Much of Eyal’s phrasing is unsettling, and not only because it’s either erroneous or unsupported by actual evidence, but also because of its devil-may-care undertones. Sentences like “[Netanyahu] takes pride… in the occasional targeted assassination of people Israel does not like” are outrageously editorialized and should have never been allowed to have been published as part of an analysis piece on a think tank website. How can an institute which purports to be a world expert on security reduce internationally recognized terrorists as being nothing more than “people Israel does not like?” These sentences have no basis in fact and have absolutely no value other than being more fuel for anti-Semites (as if they need it). Consider this gem, for example: “Most Israelis remain supremely uninterested in what they neighbors think or do: they are content to continue their 'villa-in-the-jungle' existence, enjoying life in a land of plenty surrounded by violence and squalor.”

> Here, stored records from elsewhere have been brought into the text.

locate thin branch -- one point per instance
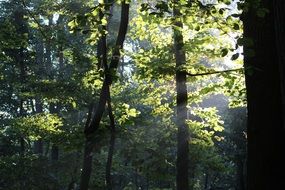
(35, 20)
(214, 72)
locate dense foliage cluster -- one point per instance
(53, 67)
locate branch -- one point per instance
(214, 72)
(94, 124)
(35, 20)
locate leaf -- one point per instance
(236, 26)
(224, 52)
(235, 56)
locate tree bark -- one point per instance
(111, 144)
(264, 96)
(181, 110)
(93, 125)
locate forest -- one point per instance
(142, 94)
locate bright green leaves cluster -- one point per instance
(93, 22)
(93, 80)
(125, 114)
(206, 129)
(38, 126)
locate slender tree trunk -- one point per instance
(181, 110)
(111, 145)
(264, 96)
(38, 146)
(93, 125)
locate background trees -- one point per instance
(57, 63)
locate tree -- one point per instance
(265, 131)
(181, 103)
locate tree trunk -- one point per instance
(111, 145)
(93, 125)
(264, 96)
(181, 101)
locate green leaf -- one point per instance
(236, 26)
(235, 56)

Eyal underscores Netanyahu’s “strategic fatalism” by introducing Bayit Yehudi leader Naftali Bennett as the Robin to Netanyahu’s Batman (never mind that Bibi’s erstwhile chief-of-staff isn’t exactly loved by the premier). In a single paragraph, Eyal makes two glaring omissions. The first is with regards to Bennett’s proposal “to annex 60 percent of the occupied Palestinian land without granting citizenship to any of its residents.” Wrong.  In the words of Bennett himself, “The Arab residents will become full-fledged Israeli citizens.” The second omission is at the end of the paragraph, in a sentence that neatly (and mistakenly) summarizes Netanyahu’s political vision: “Indeed, the promise to create a Palestinian state is not even mentioned in Mr Netanyahu's current electoral manifesto.” How convenient of Mr. Eyal not to mention that neither did any of the traditional left-leaning parties like Labor –and to a large extent, even Meretz—make any such promises.

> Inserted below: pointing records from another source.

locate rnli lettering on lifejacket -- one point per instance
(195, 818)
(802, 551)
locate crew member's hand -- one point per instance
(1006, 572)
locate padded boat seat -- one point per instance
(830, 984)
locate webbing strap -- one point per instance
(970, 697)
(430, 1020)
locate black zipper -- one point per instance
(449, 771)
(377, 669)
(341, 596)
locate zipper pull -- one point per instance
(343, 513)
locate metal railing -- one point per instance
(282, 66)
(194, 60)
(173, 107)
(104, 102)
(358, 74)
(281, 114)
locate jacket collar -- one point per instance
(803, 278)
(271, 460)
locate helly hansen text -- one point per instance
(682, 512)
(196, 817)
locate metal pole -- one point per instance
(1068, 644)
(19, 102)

But before drawing to its conclusion, what would a demonizing, delegitimizing and defamatory article about Israel be without making mention of the reliable old friend, the Apartheid claim? Eyal writes that Netanyahu’s “approach is almost identical to the policies which South Africa pursued during the Apartheid regime: seize the lands and huddle their inhabitants into 'Bantustans', postage stamp-size enclaves where they remain powerless. In South Africa's case that resulted in the end of that country's democracy, and a vicious civil war; the same awaits Israel.” Dismantling Eyal’s ridiculous analogy would be an article in and of itself, but suffice it to say that South Africa’s policy had nothing to do with security implications (as Israel’s does) and everything to do with the unadulterated racism of keeping the country’s blacks at bay.  

Eyal’s wanton “analysis” highlights western academia’s scary trend of Israel-bashing under the guise of strategy scrutiny. On some level, this is far more sinister than classical anti-Semitism of the type that is prevalent across the Islamic world, since the latter’s vulgarity often borders on the absurd. One has to ask, what is the substance of policy and what constitutes security interests other than arbitrary whims and outlandish statements? The article decries the mythical powerful Jewish/ Israeli NGOs, yet where is the outcry of such groups? Have they too cowered into submission at the prospect of confronting new anti-Semitism that is prevalent in the British establishment? It’s possible that from a legal perspective this article may well be considered defamatory, but more than that, when an esteemed think tank with considerable influence over foreign policy resorts to the type of yellow journalism that is more suited to tabloids, it’s no wonder that the foreign office is deemed as having an anti-Israel bias.